Verwertung eines Vernehmungsprotokolls statt Vernehmung des Zeugen?

Ist dem Zivilprozess ein Strafprozess vorausgegangen, stößt es bei den meisten Prozessbeteiligten auf wenig Begeisterung, dass die Beweisaufnahme bei nach wie vor streitigem Sachverhalt grundsätzlich noch einmal vor dem Zivilgericht wiederholt werden muss. Mit Urteil vom 04.09.2018 – 4 U 427/18 hat sich das OLG Dresden mit der insoweit praktisch äußerst relevanten Frage befasst, wann von einem stillschweigenden Verzicht auf einen zuvor angebotenen Zeugenbeweis auszugehen und deshalb eine Wiederholung der Beweisaufnahme entbehrlich ist.

Sachverhalt

Die Klägerin nimmt die Beklagte Kaskoversicherung auf Leistung in Anspruch und behauptet dazu, das versicherte Fahrzeug sei entwendet und später beschädigt wieder aufgefunden worden. Das Landgericht hat der Klage nach Beiziehung der Strafakte des Jugendschöffengerichts Leipzig, Anhörung der Klägerin und Vernehmung eines Zeugen stattgegeben. Dagegen wendet sich die beklagte Versicherung mit ihrer Berufung, mit der sie ihren Klageabweisungsantrag weiterverfolgt und u.a. rügt, das Landgericht habe zwei von ihr benannte Zeugen nicht vernommen, die unabhängig voneinander das Fahrzeug bereits am Morgen des angeblichen Tags der Entwendung am späteren Abstellort gesehen hätten. Zudem habe es einen weiteren Zeugen nicht vernommen, der den Vorwurf der Entwendung des Fahrzeugs bestritten habe und wegen widersprüchlicher Zeugenaussagen freigesprochen worden sei.

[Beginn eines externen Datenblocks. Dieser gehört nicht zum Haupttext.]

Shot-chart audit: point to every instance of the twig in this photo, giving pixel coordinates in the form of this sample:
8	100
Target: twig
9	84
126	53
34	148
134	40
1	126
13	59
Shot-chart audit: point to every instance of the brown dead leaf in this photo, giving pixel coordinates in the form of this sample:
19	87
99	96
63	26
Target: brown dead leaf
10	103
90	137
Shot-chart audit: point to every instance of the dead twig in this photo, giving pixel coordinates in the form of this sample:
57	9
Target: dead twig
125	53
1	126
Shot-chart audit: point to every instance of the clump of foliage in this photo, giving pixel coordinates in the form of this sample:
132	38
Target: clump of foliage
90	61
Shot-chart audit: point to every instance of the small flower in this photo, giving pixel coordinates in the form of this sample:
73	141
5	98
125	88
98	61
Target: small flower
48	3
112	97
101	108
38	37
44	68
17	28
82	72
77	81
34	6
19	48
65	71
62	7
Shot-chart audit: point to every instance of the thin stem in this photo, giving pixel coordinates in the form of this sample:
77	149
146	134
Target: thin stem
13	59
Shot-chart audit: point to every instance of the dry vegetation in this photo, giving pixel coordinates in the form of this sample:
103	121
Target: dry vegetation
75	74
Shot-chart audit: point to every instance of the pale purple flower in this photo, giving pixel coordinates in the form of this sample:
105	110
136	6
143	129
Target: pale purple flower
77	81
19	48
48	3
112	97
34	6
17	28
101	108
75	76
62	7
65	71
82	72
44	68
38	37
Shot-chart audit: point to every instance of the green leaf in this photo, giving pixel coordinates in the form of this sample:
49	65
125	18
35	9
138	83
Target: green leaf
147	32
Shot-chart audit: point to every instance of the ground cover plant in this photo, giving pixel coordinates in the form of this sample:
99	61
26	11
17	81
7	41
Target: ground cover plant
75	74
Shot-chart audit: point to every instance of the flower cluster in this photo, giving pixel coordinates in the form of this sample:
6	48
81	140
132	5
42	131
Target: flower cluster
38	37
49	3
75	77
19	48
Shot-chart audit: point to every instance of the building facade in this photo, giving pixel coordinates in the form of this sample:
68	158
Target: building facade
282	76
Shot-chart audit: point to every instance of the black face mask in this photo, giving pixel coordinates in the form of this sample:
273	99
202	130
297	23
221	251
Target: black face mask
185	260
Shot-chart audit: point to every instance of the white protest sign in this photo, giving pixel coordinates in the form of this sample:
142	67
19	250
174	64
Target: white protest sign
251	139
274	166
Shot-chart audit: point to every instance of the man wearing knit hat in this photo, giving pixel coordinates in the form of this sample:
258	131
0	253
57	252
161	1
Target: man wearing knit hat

Die beklagte Versicherung hatte hier bestritten, dass das Fahrzeug entwendet worden war, und sich dazu u.a. auf die Aussage von zwei Zeugen berufen, die im Strafverfahren angegeben hatten, das Fahrzeug schon vor dem Zeitpunkt der behaupteten Entwendung am späteren Auffindeort gesehen zu haben. Diese Behauptung der Beklagten war gegenüber dem behaupteten Diebstahl ohne weiteres erheblich, so dass das Gericht die Zeugen grundsätzlich hätte vernehmen müssen. Allerdings waren die Zeugen schon im vorangegangenen Strafprozess vernommen worden. Deshalb hatte das Gericht lediglich diese Protokolle (im Wege des Urkundenbeweises) verwertet und die Zeugen nicht selbst vernommen. Fraglich war daher, ob dies hier ausnahmsweise zulässig war oder ob das Gericht dem Beweisantrag auf Vernehmung der Zeugen hätte nachgehen müssen.

Entscheidung

Das OLG ist von einem stillschweigenden Beweismittelverzicht ausgegangen:

„Die Auffassung der Beklagten, die Beweiswürdigung des Landgerichts sei fehlerhaft, weil es zur Abklärung des Sachverhaltes nicht nur die Strafakte des Amtsgerichts Leipzig beiziehen, sondern auch die von der Beklagten benannten Zeugen K., T. und H. selbst hätte vernehmen müssen, trifft nicht zu.

Denn das Landgericht hat in der mündlichen Verhandlung am 30.08.2017 auf die Möglichkeit einer Verwertung der Vernehmungsprotokolle aus dem Strafverfahren hingewiesen und eine Frist zur Mitteilung gesetzt, ob an der mündlichen Vernehmung der benannten Zeugen festgehalten wird. Da die Beklagte in Reaktion hierauf mit Schriftsatz vom 14.09.2017 wiederum nur auf die protokollierten Aussagen der Zeugen im Strafverfahren abgestellt hat ohne den Antrag auf Vernehmung zu wiederholen, hat sie stillschweigend auf die Vernehmung der Zeugen durch das Landgericht verzichtet.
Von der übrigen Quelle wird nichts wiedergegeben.